99,Mimi,Samuel Olatunji,Ali Baba Ireti Doyle Toyin Abraham Prince Jide...,Romance Comedy,Ali Baba Ireti Doyle Toyin Abraham Prince Jide...
58,Fate of Alakada: The Party Planner,Kayode Kasum,Toyin Abraham Mercy Eke Broda Shaggi,Action Comedy,Toyin Abraham Mercy Eke Broda Shaggi Kayode Ka...


In [4]:
# coverting data into a sparse matrix
tfv = TfidfVectorizer(min_df=3, strip_accents="unicode", analyzer="word", ngram_range=(1, 3), stop_words="english")

In [5]:
# transforming the data
count_matrix = tfv.fit_transform(movies['Combined'])

In [6]:
# Getting the similiarity of words in the column
similarity = sigmoid_kernel(count_matrix, count_matrix)

In [7]:
import joblib
joblib.dump(similarity, "similarity_joblib")

['similarity_joblib']

In [8]:
def recommend(title):
    # get index of movie
    index = movies.loc[movies["Title"] == title].index[0]
    
    # get index  of movies similair to user's movie
    similiar_movies = list(enumerate(similarity[index]))
    similiar_movies_index = sorted(similiar_movies, key=lambda x:x[1], reverse=True)

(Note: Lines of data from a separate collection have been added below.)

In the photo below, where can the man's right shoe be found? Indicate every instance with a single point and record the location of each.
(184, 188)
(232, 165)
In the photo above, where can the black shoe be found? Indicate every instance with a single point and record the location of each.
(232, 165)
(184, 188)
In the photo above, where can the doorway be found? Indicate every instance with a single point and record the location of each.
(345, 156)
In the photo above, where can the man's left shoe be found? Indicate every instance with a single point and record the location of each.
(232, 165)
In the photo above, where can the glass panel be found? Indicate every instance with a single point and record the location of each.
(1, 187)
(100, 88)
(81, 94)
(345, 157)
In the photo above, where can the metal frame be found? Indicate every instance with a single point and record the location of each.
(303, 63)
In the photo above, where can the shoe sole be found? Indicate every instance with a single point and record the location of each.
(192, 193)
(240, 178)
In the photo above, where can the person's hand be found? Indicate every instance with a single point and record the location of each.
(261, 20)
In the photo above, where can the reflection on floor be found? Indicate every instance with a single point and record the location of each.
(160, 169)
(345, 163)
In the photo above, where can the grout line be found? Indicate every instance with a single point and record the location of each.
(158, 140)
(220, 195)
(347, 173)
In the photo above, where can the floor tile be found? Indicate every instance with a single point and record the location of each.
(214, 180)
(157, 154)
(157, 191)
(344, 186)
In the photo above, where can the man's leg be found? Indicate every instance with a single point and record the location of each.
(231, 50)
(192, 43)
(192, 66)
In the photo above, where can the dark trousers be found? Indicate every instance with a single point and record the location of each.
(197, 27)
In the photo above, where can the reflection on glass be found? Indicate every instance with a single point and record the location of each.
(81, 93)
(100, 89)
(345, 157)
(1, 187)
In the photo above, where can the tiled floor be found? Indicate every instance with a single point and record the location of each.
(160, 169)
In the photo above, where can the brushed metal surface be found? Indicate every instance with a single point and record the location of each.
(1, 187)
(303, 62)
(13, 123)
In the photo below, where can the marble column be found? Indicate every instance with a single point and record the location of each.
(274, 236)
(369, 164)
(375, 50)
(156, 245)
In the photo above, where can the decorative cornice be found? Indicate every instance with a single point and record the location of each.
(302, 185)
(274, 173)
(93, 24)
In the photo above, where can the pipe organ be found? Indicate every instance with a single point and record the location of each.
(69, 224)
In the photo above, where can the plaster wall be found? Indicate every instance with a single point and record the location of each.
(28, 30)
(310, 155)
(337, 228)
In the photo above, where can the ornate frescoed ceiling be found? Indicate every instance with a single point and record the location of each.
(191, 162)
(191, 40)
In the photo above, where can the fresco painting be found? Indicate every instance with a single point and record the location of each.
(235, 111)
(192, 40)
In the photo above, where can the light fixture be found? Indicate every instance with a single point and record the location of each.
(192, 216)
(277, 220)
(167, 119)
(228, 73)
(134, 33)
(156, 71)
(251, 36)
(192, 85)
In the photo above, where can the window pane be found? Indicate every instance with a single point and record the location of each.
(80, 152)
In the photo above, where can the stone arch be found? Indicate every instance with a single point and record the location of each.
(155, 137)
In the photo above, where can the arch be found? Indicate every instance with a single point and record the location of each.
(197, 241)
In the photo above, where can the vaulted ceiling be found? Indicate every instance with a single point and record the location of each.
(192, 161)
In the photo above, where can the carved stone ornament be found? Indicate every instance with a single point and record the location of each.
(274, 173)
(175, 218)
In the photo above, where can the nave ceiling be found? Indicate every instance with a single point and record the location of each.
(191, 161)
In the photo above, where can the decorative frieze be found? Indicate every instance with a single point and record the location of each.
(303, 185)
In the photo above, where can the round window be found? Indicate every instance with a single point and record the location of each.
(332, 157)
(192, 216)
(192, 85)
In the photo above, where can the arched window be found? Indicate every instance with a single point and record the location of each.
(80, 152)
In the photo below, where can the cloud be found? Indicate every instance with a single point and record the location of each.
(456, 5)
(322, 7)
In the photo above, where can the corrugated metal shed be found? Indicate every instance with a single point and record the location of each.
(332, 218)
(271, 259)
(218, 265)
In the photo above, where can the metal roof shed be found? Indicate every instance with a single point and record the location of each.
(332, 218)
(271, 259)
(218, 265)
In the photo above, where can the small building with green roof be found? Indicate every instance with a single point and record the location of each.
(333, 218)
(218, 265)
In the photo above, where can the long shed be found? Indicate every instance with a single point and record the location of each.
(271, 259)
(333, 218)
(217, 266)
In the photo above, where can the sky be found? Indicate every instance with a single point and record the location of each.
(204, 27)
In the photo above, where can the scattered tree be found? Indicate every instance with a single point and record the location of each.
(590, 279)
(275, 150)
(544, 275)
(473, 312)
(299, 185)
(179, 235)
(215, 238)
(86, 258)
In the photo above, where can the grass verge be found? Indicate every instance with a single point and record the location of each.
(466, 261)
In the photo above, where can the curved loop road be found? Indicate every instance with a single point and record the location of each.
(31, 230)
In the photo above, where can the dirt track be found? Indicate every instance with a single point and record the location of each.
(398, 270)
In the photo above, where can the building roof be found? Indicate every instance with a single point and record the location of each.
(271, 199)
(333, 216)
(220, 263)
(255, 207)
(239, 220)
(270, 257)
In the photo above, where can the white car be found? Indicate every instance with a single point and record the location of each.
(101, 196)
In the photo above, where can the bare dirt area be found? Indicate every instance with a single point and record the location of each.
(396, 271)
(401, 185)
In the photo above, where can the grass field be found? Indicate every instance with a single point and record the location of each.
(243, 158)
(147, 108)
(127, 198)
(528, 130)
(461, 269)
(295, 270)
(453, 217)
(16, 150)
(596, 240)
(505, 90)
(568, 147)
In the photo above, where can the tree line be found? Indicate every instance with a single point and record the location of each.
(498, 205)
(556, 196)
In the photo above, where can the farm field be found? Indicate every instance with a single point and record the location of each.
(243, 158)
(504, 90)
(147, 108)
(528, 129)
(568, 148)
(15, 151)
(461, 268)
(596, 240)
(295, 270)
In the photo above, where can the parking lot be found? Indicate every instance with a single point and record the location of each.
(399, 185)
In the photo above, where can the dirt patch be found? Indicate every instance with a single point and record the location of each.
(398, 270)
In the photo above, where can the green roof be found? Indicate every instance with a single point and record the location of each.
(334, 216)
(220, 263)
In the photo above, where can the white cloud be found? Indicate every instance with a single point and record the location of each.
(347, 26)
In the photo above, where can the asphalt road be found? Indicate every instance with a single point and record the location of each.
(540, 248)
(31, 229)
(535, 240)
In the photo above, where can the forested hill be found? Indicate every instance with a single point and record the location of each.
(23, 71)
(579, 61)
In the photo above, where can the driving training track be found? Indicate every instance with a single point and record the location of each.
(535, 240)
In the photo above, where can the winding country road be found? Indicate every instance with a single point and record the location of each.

    # Get top 10 most similiar movies by index
    movies_index = similiar_movies_index[1:11]
    
    # Extracting the movie names using their index
    movie = []
    for i in range(len(movies_index)):
        movie_name = movies_index[i][0]
        movie.append(movies["Title"][movie_name])
    return movie

In [13]:
recommend("Couple of Days")

['The Herbert Macaulay Affair',
 'Badamasi',
 'Akpe: Return of the Beast',
 'The Good Husband',
 'Up North',
 'Chains',
 "Sobi's Mystic",
 'Kpali',
 'Mama Drama',
 'Breaded Life']